We're looking for sharing features to be available to non-designers. That report consumers/viewers can use them when embedded, regardless of embed methods.
This feature would be most useful (for us) when this can be applicable outside the power bi app and the power bi service.
In the same light, export to PDF is most useful when its embedded, ie beyond Power BI app and beyond Power BI service.
When will this be available in Get & Transform in Excel?
Mattia Russo commented
the pdf connector works only for PBI Desktop. When i try to use a Gateway on a dataset that use a pdf Connector the Gateway doesn't work!!!! Are you working on it? When will fix this bug?
thanks in advanced!
This is great but I've come across where the data becomes corrupted and produces errors in the editor.
My source is a folder and I have 2 PDFs sent to me daily that I drop in that folder. The PDFs are identical except for the dollar amounts. Inconsistently; BI will corrupt one or a few of the documents when I refresh the dashboard.
Feature is working fine in my applications.
When will this be shipped with Excel Get & Transform since I prepare my data in Excel and I have to log the data imported?
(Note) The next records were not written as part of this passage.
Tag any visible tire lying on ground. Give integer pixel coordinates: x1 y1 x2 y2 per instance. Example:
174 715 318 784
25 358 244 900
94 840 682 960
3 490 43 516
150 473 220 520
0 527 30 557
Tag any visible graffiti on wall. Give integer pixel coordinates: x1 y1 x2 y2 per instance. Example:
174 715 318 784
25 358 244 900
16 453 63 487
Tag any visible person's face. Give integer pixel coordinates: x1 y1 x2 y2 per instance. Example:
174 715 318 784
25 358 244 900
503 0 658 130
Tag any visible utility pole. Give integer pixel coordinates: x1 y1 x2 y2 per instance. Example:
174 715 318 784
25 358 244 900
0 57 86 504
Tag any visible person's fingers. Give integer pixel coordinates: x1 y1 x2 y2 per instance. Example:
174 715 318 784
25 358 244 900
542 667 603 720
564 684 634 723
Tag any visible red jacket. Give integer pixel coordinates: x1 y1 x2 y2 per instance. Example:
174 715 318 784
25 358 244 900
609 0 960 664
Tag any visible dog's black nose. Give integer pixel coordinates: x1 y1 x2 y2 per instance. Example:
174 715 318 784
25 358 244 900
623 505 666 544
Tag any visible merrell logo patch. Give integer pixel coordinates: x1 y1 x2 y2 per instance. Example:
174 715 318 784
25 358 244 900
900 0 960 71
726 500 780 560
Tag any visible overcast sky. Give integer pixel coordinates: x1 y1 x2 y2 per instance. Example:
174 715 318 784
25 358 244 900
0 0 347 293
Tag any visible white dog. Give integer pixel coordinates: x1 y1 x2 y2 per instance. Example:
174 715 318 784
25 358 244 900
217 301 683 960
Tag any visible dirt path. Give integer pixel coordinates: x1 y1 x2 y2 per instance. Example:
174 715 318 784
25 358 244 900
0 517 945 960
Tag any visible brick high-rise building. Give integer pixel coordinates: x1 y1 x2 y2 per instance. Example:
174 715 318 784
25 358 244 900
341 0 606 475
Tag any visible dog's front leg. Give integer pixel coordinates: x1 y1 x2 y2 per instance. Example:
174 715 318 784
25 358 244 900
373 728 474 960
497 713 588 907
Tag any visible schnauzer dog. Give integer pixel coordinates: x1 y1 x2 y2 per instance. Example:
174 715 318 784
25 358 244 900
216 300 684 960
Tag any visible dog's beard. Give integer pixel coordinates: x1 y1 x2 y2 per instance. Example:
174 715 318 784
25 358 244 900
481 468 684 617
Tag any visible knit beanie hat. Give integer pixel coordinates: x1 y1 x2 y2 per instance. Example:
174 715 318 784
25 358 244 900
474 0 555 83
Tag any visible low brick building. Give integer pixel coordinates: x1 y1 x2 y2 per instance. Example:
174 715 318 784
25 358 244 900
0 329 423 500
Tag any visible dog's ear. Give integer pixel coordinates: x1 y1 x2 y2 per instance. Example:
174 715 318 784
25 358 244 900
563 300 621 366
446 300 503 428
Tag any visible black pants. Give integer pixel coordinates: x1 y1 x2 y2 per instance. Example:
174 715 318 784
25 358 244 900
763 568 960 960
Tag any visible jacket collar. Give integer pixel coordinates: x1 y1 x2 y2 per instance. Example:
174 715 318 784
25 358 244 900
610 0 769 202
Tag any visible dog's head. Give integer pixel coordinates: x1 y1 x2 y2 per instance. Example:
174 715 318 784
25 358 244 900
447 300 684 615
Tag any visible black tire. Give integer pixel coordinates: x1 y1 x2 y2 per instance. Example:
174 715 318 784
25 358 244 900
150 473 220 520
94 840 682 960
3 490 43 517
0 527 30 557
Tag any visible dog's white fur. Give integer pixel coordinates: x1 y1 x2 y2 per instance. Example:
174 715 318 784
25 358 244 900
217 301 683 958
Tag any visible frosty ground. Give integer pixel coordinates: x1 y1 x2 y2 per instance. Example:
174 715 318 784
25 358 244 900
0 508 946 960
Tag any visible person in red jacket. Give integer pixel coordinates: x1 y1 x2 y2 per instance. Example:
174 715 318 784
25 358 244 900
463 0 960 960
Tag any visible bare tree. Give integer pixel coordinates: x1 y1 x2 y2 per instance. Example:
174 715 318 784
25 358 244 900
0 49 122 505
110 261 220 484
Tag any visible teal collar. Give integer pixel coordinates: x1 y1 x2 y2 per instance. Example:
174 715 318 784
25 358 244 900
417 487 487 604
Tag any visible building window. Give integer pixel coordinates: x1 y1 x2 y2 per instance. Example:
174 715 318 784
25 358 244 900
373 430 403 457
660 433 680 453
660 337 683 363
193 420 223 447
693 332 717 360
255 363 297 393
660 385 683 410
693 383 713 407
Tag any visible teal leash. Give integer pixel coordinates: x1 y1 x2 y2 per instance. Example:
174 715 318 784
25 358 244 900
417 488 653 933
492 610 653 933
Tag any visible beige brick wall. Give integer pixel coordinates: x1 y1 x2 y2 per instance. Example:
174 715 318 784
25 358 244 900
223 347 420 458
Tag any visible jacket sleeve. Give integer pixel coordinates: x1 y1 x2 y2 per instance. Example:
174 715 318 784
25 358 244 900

It would be good if this could also read the data from formatted fields within the PDF. I believe they maybe in a fdf format. But as they are named fields it should be relatively easy to show a list of fields by column. And let you import like other files. Currently the data is not imported at all
Sharon Maxon commented
Beyond just importing a chart from a PDF, we need to be able to import a chart in a collection of PDFS with a consistent format in a folder. For example, a report in a standardized format is received on a weekly basis. We need to be able save the PDFs for a SharePoint Online folder and then let Power BI find each chart to append them together. This is a powerful feature that work for multiple Excel files in a folder, so replicate the same with PDFs.
Niko Suomi commented
Can this read hand-written tables, if those are scanned and then saved as pdf-file?
SEPT 2018 UPDATE: I am testing the PDF Import/Connector & have already found minor issues. Who/How/Where do I report?
IN BRIEF - I have "sample data" G/L Ledger 51 pages. PBI is not bringing in column headers which is not a big deal, but in skipping the headers it is merging any data where there is only 1 space between columns. EXAMPLE: PERIOD & SOURCE of 1 PJ became 1PJ & ACCOUNT_NUM & ACCOUNT_DESC of 21200 TRADE COLLECTORS became 21200TRADE COLLECTORS - these 2 are easy enough to "split columns" to fix.
HOWEVER, AMOUNT & DESCRIPTION were also merged so instead of -409.09 Pre-conversion purchase, I have -409.09Pre-conversion purchase. There is not a decimal in every amount & the amount total digits can vary. While it is highly unlikely that our company will connect to PDFs on a regular basis, we feel that this is an important feature for PBI.
Our own software has no problems with this sample file. Tableau merges fields same as PBI, but at least it leaves the space so that the fields can be "split"
Kawabata Yoshihiro commented
Nice, 'STARTED' status 😁
The summit is over - and It is Mid 2018 - when in the PDF connector scheduled
This is obviously a much needed data source, any update on its release will be appreciated
Any updates or potential release date?
Any news on when this feature will be released?